The Lady Tasting Beer: Evaluating a Go/No-Go Gage (Part II)

Minitab Blog Editor 09 April, 2012

If your measurement system depends on subjective decision-making, it’s critical to evaluate its consistency and accuracy.

Lately, I’ve been bottle-feeding my work colleagues skunky and sour beer to see how well they can identify defective grog.  

Now it’s time to evaluate my (hic) go/no-go gage in Minitab using an Attribute Agreement Analysis.

How well did our appraisers do? Let's look at the results from the Minitab Assistant (Assistant > Measurement Systems Analysis > Attribute Agreement Analysis.)

Accuracy of Appraisals

First, the accuracy of all the appraisals taken together:

Overall, our appraisers correctly identified the “good” and “bad” samples about 60% of the time. That's just slightly better than what you’d expect by pure chance (50%). There’s definitely room for improvement in this appraisal system!

Now let's break it down by appraiser:


Morgan appears to be the most accurate appraiser, discriminating good grog from bad 75% of the time. Tootsie was close at her heels, at 62.5%.
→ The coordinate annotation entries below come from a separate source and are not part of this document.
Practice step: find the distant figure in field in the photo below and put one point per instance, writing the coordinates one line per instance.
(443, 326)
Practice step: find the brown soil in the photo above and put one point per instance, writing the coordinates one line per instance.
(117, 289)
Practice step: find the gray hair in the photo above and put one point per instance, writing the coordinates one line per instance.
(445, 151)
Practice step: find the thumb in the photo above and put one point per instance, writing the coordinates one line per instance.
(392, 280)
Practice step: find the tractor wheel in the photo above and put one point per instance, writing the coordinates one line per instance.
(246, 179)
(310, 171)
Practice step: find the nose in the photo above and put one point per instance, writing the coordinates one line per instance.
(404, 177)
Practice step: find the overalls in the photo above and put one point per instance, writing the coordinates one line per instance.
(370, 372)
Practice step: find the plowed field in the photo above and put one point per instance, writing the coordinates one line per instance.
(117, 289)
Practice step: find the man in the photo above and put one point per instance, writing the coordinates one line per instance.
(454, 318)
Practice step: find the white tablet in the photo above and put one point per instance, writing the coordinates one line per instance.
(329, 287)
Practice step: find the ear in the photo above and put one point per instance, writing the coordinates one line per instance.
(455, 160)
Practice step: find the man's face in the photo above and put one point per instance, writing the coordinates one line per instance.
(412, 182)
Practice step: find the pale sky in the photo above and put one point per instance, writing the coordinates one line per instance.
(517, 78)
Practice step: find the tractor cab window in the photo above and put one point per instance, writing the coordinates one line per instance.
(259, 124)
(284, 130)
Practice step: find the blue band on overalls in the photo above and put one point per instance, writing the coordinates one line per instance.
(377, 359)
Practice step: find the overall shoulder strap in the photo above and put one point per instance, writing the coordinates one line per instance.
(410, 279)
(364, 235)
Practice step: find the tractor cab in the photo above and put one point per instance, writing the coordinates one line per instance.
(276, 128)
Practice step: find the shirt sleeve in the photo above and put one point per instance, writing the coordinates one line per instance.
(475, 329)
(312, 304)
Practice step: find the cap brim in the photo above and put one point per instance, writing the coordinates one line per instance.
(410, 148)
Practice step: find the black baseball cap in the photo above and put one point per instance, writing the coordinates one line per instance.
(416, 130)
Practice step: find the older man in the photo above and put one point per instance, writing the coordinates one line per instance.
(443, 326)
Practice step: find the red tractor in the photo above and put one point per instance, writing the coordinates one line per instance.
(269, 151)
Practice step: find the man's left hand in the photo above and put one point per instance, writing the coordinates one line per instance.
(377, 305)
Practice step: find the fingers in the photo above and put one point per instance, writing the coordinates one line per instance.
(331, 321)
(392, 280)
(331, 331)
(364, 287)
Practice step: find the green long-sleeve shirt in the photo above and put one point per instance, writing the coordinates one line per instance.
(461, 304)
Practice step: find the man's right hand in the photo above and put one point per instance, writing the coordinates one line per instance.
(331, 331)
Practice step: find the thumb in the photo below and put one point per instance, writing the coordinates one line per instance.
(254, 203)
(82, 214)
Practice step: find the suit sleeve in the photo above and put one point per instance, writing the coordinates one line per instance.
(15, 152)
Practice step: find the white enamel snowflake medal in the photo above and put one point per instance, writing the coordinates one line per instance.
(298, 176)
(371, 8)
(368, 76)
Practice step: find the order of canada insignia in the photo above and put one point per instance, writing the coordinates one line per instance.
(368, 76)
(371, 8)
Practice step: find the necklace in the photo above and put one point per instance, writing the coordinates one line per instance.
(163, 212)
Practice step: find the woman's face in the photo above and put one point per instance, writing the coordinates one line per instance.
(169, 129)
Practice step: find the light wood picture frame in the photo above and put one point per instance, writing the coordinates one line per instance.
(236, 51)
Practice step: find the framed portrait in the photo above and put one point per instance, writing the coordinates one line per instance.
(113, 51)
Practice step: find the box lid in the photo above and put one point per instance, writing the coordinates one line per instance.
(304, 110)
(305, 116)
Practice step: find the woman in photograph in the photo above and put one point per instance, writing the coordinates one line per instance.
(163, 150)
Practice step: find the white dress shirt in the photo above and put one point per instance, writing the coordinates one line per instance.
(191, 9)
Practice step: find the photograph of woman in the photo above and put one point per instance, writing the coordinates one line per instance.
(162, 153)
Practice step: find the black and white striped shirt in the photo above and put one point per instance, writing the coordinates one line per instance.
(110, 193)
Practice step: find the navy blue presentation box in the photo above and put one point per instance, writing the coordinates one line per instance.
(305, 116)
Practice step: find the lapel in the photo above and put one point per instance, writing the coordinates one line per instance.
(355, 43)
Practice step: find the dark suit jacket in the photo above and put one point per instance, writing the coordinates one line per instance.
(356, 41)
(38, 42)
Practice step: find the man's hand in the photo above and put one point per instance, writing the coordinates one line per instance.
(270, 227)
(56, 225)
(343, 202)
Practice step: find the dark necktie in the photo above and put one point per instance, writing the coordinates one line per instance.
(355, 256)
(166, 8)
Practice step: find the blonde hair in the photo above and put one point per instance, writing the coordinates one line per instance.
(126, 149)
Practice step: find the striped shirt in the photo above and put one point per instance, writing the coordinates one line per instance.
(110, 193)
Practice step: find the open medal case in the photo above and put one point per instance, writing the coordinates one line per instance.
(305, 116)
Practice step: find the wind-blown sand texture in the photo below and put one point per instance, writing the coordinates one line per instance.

Monique and Jaenbe, on the other hand, have accuracy rates less than the average of all the appraisers (60%) and the same as that expected by pure chance (50%). To improve their accuracy rates, they've both volunteered for intensive retraining at Fred's Bar and Grill, if I continue to supply them with free Stella Artois. ( I being had?)

So we know our measurement system has some problems with accuracy. But what types of errors are causing the problem?


When misclassifying a sample, there was a slightly greater tendency to mistake good beer for bad beer (43.8%), rather than vice-versa (37.5%), as shown in the chart below:

This makes me wonder about a possible carryover effect. For example, could the sourness from a previous vinegary beer sample be lingering on the palate of an appraiser when they taste a subsequent “good beer” sample? 

Carryover can be a problem in appraisal studies. Even if it’s not a taste test, appraisers might recognize an item they appraised before and rate from memory. In that case, you want to ensure there’s an adequate time between appraisals to prevent that.

In this study, to help guard against carryover effect, I supplied appraisers with filtered water and gluten-free, salt-free rice cakes to clear their palates between samples. (It had to be something tasteless, like packing peanuts, to prevent introducing another source of taste bias.)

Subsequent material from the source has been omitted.